| Field | Computers |
| Went Obsolete | 1985 |
| Made Obsolete By | Live CRT terminals, magnetic media |
| Knowledge Assumed | EBCDIC or ASCII character encoding, binary math |
| When useful | To read a stack of punch cards you might find in an old desk somewhere |
For purposes of this description, we'll talk about IBM-style 80-column punch cards. There were other types, but the IBM type is the best-remembered. These were cards about 8 inches wide and a little less than 4 inches tall, made of stiff cardstock and printed with 80 columns of 12 rows each.
When “punched” by a punch table, a character was literally “punched” into the card by cutting small oblong square holes into the cards.
From Wikipedia:
This IBM card format, designed in 1928, had rectangular holes, 80 columns with 12 punch locations each, one character to each column. Card size was exactly 7-3/8 inch by 3-1/4 inch (187.325 by 82.55 mm). The cards were made of smooth stock, 0.007 inch (0.178 mm) thick. There are about 143 cards to the inch. In 1964, IBM changed from square to round corners.
The lower ten positions represented (from top to bottom) the digits 0 through 9. The top two positions of a column were called zone punches, 12 (top) and 11. Originally only numeric information was coded, with 1 punch per column indicating the digit. Signs could be added to a field by overpunching the least significant digit with a zone punch: 12 for plus and 11 for minus.
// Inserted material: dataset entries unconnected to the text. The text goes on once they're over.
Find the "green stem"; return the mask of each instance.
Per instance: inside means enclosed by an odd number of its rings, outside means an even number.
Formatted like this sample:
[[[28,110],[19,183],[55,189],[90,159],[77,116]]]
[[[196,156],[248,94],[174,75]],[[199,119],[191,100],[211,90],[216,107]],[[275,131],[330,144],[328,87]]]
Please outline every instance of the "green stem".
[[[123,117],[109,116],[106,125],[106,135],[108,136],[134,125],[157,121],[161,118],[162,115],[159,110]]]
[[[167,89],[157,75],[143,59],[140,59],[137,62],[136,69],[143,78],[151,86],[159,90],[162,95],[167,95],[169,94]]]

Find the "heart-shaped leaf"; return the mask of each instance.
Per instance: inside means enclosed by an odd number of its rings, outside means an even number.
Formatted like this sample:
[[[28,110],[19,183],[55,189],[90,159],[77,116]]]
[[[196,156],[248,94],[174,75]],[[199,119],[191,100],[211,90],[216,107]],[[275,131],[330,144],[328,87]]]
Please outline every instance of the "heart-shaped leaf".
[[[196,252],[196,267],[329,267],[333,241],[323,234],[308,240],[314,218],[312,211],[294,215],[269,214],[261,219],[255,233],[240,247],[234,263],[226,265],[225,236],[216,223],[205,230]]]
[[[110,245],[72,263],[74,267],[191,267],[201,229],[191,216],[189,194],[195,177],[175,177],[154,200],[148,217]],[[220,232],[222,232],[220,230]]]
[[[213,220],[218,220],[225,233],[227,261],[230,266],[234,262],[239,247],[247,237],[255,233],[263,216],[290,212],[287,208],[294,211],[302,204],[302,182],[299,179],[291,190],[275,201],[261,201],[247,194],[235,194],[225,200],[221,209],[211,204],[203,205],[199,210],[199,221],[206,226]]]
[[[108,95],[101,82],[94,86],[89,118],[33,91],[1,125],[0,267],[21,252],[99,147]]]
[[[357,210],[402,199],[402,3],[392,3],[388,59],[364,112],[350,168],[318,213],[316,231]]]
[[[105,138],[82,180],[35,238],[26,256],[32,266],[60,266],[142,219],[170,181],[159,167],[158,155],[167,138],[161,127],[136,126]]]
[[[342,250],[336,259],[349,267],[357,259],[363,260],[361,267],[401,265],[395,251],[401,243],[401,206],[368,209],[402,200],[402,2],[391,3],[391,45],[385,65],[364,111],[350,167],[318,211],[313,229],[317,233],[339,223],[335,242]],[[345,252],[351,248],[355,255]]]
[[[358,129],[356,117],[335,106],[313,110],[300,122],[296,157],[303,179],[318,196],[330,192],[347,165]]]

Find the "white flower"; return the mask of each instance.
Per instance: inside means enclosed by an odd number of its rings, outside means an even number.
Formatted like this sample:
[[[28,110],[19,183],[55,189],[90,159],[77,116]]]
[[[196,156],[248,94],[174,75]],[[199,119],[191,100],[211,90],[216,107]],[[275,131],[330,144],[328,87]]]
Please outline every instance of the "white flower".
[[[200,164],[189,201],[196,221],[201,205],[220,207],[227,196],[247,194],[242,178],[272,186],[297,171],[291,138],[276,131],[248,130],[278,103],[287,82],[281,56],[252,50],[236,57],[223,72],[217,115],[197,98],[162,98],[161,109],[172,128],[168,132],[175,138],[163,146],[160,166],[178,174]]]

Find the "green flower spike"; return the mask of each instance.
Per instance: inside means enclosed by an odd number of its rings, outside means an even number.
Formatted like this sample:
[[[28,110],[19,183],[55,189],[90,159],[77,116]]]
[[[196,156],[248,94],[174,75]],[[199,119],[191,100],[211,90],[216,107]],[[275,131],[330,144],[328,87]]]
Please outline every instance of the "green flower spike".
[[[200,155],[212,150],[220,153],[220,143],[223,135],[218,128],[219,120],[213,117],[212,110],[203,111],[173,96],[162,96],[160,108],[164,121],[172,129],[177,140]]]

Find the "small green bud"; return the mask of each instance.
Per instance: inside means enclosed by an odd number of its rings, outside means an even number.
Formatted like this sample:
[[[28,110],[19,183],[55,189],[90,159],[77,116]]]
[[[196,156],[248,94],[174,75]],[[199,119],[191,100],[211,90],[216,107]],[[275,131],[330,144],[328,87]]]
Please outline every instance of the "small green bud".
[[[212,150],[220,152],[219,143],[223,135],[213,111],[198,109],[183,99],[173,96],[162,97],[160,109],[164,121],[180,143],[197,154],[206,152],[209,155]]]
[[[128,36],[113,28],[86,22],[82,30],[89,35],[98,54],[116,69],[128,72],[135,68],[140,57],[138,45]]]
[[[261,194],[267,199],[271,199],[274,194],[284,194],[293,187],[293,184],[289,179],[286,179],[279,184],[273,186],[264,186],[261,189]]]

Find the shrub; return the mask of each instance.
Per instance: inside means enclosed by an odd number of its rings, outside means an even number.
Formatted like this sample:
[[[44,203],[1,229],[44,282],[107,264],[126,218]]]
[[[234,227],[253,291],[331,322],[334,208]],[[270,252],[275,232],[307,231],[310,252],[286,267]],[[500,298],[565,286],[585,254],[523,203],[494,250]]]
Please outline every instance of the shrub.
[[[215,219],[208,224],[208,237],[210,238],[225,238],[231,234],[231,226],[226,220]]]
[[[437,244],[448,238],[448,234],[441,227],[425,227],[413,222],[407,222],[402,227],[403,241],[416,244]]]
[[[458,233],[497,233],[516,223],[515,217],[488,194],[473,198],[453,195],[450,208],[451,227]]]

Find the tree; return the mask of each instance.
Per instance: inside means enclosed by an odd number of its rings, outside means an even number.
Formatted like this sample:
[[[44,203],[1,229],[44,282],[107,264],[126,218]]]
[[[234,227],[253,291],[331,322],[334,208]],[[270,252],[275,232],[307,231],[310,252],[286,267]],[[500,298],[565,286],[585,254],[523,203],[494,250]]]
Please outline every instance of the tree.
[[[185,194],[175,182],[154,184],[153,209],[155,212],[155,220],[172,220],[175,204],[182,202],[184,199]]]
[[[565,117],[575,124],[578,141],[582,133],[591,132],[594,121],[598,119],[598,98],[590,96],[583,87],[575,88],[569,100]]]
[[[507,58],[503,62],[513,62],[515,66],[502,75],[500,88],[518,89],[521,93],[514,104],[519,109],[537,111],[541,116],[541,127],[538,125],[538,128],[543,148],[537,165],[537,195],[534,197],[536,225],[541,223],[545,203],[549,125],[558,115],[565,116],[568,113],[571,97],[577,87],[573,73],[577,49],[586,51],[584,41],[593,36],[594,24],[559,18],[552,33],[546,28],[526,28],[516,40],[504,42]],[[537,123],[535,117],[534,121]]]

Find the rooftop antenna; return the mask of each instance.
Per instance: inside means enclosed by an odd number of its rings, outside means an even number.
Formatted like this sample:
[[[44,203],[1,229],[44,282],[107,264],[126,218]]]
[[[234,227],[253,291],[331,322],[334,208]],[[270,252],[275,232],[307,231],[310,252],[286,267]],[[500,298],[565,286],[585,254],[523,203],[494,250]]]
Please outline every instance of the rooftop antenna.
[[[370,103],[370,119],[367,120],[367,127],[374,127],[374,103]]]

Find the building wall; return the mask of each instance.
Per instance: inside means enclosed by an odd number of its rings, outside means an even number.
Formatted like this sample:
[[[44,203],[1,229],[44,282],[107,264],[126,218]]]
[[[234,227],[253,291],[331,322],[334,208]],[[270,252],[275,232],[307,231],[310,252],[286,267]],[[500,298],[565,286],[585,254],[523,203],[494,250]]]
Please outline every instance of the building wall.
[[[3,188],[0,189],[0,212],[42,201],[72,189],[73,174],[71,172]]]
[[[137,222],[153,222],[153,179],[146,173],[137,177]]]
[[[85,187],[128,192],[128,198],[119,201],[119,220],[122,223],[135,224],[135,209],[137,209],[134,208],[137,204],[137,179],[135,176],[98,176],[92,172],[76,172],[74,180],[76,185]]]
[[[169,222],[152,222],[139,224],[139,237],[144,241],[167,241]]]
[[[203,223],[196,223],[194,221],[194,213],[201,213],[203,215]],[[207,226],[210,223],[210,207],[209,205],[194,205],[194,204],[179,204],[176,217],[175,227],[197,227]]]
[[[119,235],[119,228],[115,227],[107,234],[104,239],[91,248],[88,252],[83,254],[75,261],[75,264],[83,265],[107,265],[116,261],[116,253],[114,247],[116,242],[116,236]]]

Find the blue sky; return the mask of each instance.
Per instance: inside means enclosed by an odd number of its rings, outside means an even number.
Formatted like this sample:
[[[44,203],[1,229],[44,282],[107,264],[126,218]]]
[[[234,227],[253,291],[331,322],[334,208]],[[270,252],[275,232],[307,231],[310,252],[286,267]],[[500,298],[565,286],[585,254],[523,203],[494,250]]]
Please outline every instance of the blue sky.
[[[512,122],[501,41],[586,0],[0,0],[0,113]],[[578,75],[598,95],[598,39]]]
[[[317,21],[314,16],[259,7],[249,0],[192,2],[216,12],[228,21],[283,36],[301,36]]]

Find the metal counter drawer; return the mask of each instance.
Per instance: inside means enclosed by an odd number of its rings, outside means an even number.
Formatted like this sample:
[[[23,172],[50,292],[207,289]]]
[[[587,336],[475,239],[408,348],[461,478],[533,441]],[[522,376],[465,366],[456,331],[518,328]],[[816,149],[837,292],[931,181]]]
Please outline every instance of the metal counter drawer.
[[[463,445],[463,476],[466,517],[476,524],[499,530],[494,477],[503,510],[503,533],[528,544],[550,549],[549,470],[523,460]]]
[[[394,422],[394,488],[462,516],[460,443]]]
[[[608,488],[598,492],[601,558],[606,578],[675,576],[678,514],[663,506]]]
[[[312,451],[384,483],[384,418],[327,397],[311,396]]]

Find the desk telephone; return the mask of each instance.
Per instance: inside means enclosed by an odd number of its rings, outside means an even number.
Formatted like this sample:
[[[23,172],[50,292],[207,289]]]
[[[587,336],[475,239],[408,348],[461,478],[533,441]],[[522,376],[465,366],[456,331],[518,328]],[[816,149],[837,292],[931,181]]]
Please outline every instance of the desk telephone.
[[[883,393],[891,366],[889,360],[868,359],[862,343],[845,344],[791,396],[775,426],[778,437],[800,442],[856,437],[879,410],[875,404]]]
Zone punches had other uses in processing as well, such as indicating a master record.
Later, codes were introduced for upper-case letters and special characters. A column with 2 punches (zone [12,11,0] + digit [1-9]) was a letter; 3 punches (zone [12,11,0] + digit [2-4] + 8) was a special character. The introduction of EBCDIC in 1964 allowed columns with as many as 6 punches (zones [12,11,0,8,9] + digit [1-7]). IBM and other manufacturers used many different 80-column card character codings.
For some computer applications, binary formats were used, where each hole represented a single binary digit (or “bit”), every column (or row) was treated as a simple bitfield, and every combination of holes was permitted. For example, the 704/709/7090/7094 series scientific computers treated every row as two 36-bit words, usually in columns 1-72, ignoring the last 8 columns (the 72 columns used were selectable using a control panel). Other computers, such as the IBM 1130 or System/360, used every column. For operator and visitor amusement, in binary mode, cards could be punched where every possible punch position had a hole: these were called “lace cards” (such cards lacked structural strength and generally could not be further processed by unit record machines).
We also called those all-holes-punched cards “bugscreens” and a common way to annoy a fellow programmer (and the IBM service man) was to slip a bugscreen into the middle of a card deck. Generally, when this went through the sorter or the card reader, it would get hopelessly jammed around some part or another and require some time and effort to remove.